Божена прыснула в кулак, да и вся прочая челядь едва сдерживала смех.

— У кого? Я спрашиваю!

— Богемская Лиза была когда-то знаменитой гетерой, — вмешался лейб-медик, вставая во весь рост. Тот, кого сочли было мертвецом, уже подавал признаки жизни, по крайней мере заскрипел зубами. — А я, право, не знал, что она еще жива и таскается по Градчанам. Должно быть, совсем одряхлела. Скорее всего, она живет...

— В Мертвецком переулке, — услужливо подсказала Божена, — там распутных девок как грязи.

— Так приведи сюда эту прелестницу! — распорядилась графиня.

Служанка поспешила расстараться.

Между тем человек на носилках пришел в чувство, какое-то время он не сводил глаз с горящих свечей, затем медленно поднялся, не удостоив окружающих ни малейшим вниманием.

— Вы думаете, он замышлял грабеж? — вполголоса спросила графиня, обращаясь к слугам.

Камердинер покачал головой и постучал пальцем по лбу, намекая на то, что считает незваного гостя сумасшедшим.

— Я полагаю, это случай так называемого сомнамбулизма, — изрек свое заключение Пингвин. — В полнолуние страдающие этим недугом люди испытывают необъяснимую тягу к хождению, что сопровождается всякими странными, бессознательными действиями, взбираются на деревья, крыши и стены и зачастую могут уверенно шагать по узкой, как жердь, дорожке на головокружительной высоте, скажем, по водосточному желобу, на что никогда не осмелились бы в бодрствующем состоянии.

— Эй, пан Зрцадло, — окликнул он своего пациента, — до дома-то доберетесь?

Лунатик ничего не ответил, хотя, похоже, услышал вопрос, даже если и не понял его. Он медленно повернулся к императорскому лейб-медику и остановил на нем взгляд своих неподвижных пустых глаз.
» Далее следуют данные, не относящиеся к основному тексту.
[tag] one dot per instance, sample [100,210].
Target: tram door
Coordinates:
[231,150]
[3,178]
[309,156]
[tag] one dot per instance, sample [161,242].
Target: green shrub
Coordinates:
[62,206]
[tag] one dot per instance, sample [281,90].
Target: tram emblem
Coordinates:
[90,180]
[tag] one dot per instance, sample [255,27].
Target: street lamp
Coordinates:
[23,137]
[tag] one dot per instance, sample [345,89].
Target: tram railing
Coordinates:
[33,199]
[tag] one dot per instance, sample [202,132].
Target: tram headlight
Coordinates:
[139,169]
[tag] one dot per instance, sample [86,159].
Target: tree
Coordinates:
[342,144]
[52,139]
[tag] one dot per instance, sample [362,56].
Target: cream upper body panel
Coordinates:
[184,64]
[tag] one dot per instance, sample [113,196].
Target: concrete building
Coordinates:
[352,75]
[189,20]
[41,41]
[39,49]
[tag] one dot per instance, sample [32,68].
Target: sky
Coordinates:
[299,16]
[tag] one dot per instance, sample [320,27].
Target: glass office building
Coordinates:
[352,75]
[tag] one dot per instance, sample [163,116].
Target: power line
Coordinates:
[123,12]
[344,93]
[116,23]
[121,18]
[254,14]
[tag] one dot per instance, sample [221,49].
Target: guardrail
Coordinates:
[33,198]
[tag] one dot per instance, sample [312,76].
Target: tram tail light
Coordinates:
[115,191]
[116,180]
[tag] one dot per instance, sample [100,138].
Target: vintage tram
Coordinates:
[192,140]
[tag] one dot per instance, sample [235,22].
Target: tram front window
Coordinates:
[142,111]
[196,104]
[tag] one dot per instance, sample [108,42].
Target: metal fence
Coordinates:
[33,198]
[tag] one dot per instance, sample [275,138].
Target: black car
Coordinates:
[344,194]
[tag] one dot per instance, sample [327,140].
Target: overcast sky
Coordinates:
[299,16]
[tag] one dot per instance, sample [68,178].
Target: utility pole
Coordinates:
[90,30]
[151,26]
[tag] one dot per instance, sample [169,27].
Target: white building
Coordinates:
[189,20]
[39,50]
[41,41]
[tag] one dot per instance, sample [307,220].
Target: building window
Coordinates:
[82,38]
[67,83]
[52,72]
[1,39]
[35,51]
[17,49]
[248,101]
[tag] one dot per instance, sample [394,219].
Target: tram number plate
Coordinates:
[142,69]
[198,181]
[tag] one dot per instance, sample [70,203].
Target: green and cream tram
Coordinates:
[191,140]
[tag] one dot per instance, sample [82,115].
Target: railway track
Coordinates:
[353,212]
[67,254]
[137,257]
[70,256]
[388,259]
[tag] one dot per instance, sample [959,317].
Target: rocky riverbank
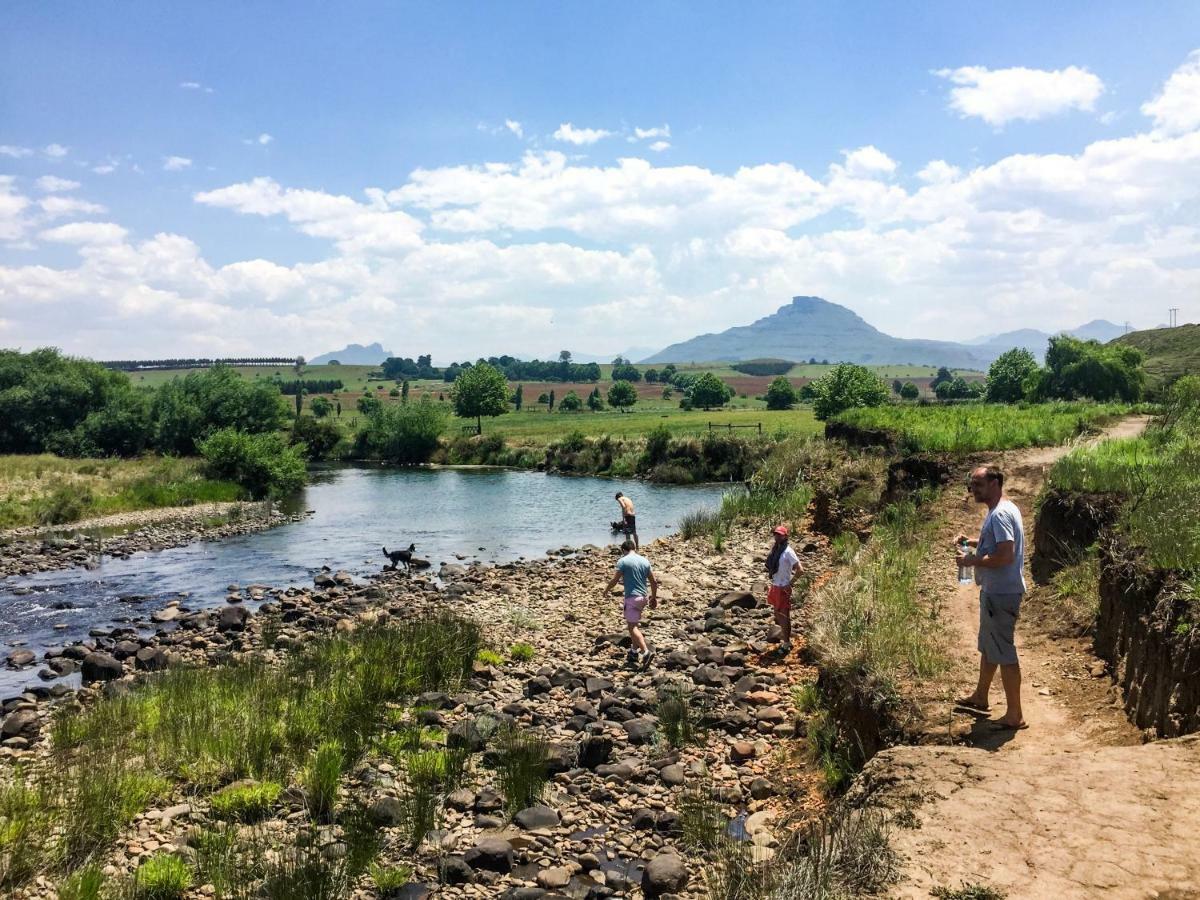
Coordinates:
[27,551]
[610,823]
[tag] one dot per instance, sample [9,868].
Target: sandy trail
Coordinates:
[1073,807]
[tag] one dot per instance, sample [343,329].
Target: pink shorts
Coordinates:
[634,606]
Пингвин невольно отпрянул, задумчиво поскреб рукой лоб, роясь в памяти, и недоуменно произнес:

— Зрцадло? Нет. Первый раз слышу. Но ведь я знаю этого человека! Где же я его видел?!

Перед ним стоял высокий, худощавый и смуглый мужчина. Спутанные лохмы седых волос, узкое безбородое лицо, тонкий крючковатый нос, покатый лоб, впалые виски и кривившиеся в вечной усмешке губы да еще нелепые румяна и потертое пальто из черного бархата — все это составляло столь несуразный образ, что он казался порождением нелепого сна. «Прямо древнеегипетский фараон, выбравший облачение комедианта, чтобы никто не узнал его мумию», — эта сумбурная мысль мелькнула в голове лейб-медика, когда он ломал голову: «Почему же я не могу вспомнить, где видел столь экстравагантного типа?»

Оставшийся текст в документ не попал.